- Theatrical release poster
- Directed by: Jack Hannah
- Story by: Bill Berg Dick Shaw
- Produced by: Walt Disney
- Starring: Clarence Nash
- Music by: Paul J. Smith opening song sung by Adriana Caselotti
- Animation by: John Reed Art Scott Harvey Toombs Judge Whitaker
- Layouts by: Yale Gracey
- Backgrounds by: Thelma Witmer
- Color process: Technicolor
- Production company: Walt Disney Productions
- Distributed by: RKO Radio Pictures
- Release date: December 8, 1944;
- Running time: 7:30
- Country: United States
- Language: English

= Donald's Off Day =

1944 Donald Duck cartoon

Donald's Off Day is a 1944 Walt Disney animated short by Jack Hannah starring Donald Duck and Huey, Louie and Dewey. It stars the nephews tricking Donald into thinking that he is seriously ill.

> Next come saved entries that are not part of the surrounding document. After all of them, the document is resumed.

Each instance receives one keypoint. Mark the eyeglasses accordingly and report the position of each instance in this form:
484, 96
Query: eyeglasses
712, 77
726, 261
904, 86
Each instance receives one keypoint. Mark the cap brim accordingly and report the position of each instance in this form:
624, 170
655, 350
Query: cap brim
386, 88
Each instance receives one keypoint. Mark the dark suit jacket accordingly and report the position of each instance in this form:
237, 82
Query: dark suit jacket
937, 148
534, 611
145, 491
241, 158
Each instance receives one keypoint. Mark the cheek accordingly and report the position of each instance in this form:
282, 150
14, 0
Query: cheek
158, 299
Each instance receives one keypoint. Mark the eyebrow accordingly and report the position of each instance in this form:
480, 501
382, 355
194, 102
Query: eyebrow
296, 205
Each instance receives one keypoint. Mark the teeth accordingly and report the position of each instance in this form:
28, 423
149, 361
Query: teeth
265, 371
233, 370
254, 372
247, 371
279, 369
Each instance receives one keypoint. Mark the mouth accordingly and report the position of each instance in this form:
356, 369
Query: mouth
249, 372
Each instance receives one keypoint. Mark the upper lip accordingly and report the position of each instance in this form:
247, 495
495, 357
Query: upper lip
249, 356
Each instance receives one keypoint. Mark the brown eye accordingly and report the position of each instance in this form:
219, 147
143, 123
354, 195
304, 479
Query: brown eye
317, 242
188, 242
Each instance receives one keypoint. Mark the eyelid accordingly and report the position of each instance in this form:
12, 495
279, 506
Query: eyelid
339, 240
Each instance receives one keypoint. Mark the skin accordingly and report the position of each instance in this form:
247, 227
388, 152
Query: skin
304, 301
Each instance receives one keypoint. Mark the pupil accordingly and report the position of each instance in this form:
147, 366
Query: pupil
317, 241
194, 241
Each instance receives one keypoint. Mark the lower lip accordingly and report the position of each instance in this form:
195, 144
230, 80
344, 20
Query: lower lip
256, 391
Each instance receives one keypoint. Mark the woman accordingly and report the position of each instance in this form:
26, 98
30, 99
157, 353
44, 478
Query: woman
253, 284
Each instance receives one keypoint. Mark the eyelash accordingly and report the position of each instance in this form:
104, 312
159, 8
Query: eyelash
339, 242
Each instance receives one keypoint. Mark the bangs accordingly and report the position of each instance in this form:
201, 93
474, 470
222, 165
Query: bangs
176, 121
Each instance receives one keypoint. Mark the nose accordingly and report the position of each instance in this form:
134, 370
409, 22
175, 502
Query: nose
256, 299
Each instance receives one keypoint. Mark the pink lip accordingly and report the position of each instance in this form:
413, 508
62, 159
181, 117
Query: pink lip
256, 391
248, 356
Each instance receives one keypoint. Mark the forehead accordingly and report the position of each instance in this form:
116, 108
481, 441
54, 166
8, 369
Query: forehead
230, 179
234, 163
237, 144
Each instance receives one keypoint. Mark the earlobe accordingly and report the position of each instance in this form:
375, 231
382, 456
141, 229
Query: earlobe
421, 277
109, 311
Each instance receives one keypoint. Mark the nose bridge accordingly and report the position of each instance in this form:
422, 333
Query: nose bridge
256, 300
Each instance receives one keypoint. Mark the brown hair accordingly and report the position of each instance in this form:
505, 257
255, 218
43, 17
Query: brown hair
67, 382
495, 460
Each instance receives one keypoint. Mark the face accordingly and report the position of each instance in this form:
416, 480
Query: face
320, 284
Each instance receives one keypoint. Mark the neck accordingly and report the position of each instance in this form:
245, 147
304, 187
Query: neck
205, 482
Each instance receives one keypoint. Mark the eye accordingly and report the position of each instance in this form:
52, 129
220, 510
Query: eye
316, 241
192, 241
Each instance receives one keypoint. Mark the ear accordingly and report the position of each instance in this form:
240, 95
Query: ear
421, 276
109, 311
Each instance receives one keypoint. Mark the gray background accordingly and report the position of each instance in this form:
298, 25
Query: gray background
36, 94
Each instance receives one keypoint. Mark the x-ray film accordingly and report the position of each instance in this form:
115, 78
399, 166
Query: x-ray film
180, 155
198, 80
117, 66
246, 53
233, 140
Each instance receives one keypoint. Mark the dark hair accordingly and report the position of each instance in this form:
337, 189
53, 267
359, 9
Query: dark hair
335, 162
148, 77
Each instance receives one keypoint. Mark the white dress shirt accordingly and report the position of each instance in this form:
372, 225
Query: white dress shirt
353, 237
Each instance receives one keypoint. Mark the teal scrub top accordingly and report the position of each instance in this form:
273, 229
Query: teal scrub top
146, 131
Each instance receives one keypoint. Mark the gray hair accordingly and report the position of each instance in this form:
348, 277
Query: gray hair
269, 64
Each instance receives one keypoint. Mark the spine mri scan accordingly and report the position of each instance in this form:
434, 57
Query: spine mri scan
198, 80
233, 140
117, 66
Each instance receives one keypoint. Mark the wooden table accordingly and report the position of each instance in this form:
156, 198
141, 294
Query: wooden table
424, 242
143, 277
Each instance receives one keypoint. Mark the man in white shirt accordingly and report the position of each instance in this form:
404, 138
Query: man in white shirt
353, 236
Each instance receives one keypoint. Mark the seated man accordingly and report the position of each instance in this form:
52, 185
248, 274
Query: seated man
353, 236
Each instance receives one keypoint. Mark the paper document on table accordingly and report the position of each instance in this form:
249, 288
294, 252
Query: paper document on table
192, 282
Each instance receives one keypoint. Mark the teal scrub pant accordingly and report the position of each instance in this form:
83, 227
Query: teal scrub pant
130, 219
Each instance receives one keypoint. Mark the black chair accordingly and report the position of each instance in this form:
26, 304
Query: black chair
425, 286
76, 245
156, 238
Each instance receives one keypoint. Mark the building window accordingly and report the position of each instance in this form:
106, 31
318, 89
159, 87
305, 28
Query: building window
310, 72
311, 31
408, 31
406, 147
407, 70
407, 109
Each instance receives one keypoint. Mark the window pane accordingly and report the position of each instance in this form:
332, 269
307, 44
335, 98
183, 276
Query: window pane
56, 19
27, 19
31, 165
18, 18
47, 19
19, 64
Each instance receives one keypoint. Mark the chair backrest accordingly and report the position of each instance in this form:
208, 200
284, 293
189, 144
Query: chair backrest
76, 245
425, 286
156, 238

This cartoon was Hannah's debut as an animation director. Veteran animator Jack King was slated to direct the short, but Hannah argued that King wasn't up to it:

I got it filled with a lot of personality bits which I always believed were more important in a story than just a series of gags. I went to [head of Story Hal Adelquist] and said, "I'd just love to direct this." As much as I like Jack King, I can't see him directing these personality sequences. Carl [Barks] and I always were disturbed that King put one of our stories onto the screen without looking for further development in the personalities of the characters... The next thing I knew, Adelquist came up to me and told me Walt had said it was okay to pick up another story to direct. So I picked up another one, and ended up directing cartoons for Disney for the next seventeen years.

==Plot==
Donald wakes up one morning noticing that it is a sunny day outside he feels excited and prepares himself to go out to play golf as quickly as possible. However, as soon as he leaves his house, out of nowhere, a rainy thunderstorm comes crashing down the sky. Now in a bad mood, he acts rudely towards his three nephews Huey, Dewey and Louie, who decide to play a trick on him. As Donald reads through a medical book to pass the time while it rains outside, the nephews manage to fool him into believing he actually is sick. As Donald is laid to rest on his couch, they sneak a little toy rabbit with an air pump underneath his blanket and start pumping air into it. Donald assumes it is his heart beating overtime and fears that he is about to die. Eventually he discovers he has been fooled all along and wants to punish Huey, Louie and Dewey, but then it stops raining and Donald is immediately overjoyed. He runs outside with his golf gear, only for the thunderstorm to return immediately, and Donald is struck by lightning.

==Voice cast==
- Clarence Nash as Donald Duck, Huey, Dewey and Louie
- Adriana Caselotti as Singer of opening song
- John Dehner as Doctor Quack

==Home media==
The short was released on December 6, 2005, on Walt Disney Treasures: The Chronological Donald, Volume Two: 1942-1946.